Wees uzelf

Gepubliceerd op 1 augustus 2020 om 10:20

Om als enkeling in een sociale context verantwoorde relaties aan te gaan, te onderhouden en te beëindigen, zult u zich in ieder geval rekenschap moeten geven van de volgende twee overwegingen: wie ben ik en wat wil ik? De vragen te stellen is gemakkelijker dan ze te beantwoorden.

In de Griekse wereld van de Oudheid zocht men hierover al wijsheid op te doen. 

Als oude Grieken te rade wilden gaan over zichzelf en het verloop van hun leven lag het voor de hand een bezoek te  brengen aan het Orakel van Delphi. Dit orakel lag op de berg Parnassos in de ‘cultusplaats’ Delphi, ten noordoosten van de Griekse stad Athene.[1]

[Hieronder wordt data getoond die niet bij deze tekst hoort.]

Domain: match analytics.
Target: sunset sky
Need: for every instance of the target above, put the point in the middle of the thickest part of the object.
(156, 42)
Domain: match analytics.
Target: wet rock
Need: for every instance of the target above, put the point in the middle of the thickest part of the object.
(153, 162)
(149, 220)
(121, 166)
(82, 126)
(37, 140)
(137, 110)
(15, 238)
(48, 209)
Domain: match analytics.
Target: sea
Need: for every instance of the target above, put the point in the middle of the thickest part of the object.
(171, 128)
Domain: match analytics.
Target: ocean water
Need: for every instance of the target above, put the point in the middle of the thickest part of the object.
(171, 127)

In 340 v. Chr. werd de tempel toegankelijk voor het publiek. De buitenzijde was indrukwekkend door de zuilen die het gebouw omringden. Wie tussen de zuilen doorliep kwam in een ‘voorhof’ waar allerlei geschenken van koningen stonden. Kenmerkend voor het orakel van Delphi was onder meer de toespitsing op een persoonlijke en politieke ordening in een beginnend rationeel perspectief . Op de wanden van de tempel waren betekenisvolle opschriften te lezen. Het belang van gematigdheid werd bijvoorbeeld uitgedrukt door teksten als: ‘Niets is teveel’ en ‘Alles met mate’. En in dit verband klinkt over de eeuwen heen nog helder de oproep: ‘Ken uzelf’.

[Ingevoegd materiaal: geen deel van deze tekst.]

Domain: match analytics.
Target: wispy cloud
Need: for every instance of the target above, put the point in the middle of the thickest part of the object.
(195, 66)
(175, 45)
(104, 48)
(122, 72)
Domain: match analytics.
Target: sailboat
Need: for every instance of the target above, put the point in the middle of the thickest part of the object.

Hoe actueel deze aansporing is, bleek mij recent toen ik onlangs op het station een jonge vrouw zag lopen die een stoffen tas droeg met het opschrift: ‘Be yourself because an original is worth more than a copy’. Jezelf zijn als persoonlijkheid is van zoveel meer waarde dan in de grijze massa ten onder te gaan.  

Maar je moet van goeden huize komen en over de nodige kwaliteiten beschikken om jezelf te kunnen zijn. Er zijn helaas maar al te veel mensen voor wie dit niet is weggelegd. De bevlogenheid waarmee men met de gelijkheidsideologie het nivelleringsprincipe toepast, geeft hoegenaamd geen ruimte om het hoofd boven het verstikkende maaiveld uit te steken.

Alleen grijze muizen zijn ‘in tel’, mensen die zich onderwerpen aan het systeem van de heersende elite. Als consumenten hebben zij betekenis en mogen zich laven aan de bron van ‘brood en spelen’.

Velen weten geen raad met de oproep om zichzelf te zijn.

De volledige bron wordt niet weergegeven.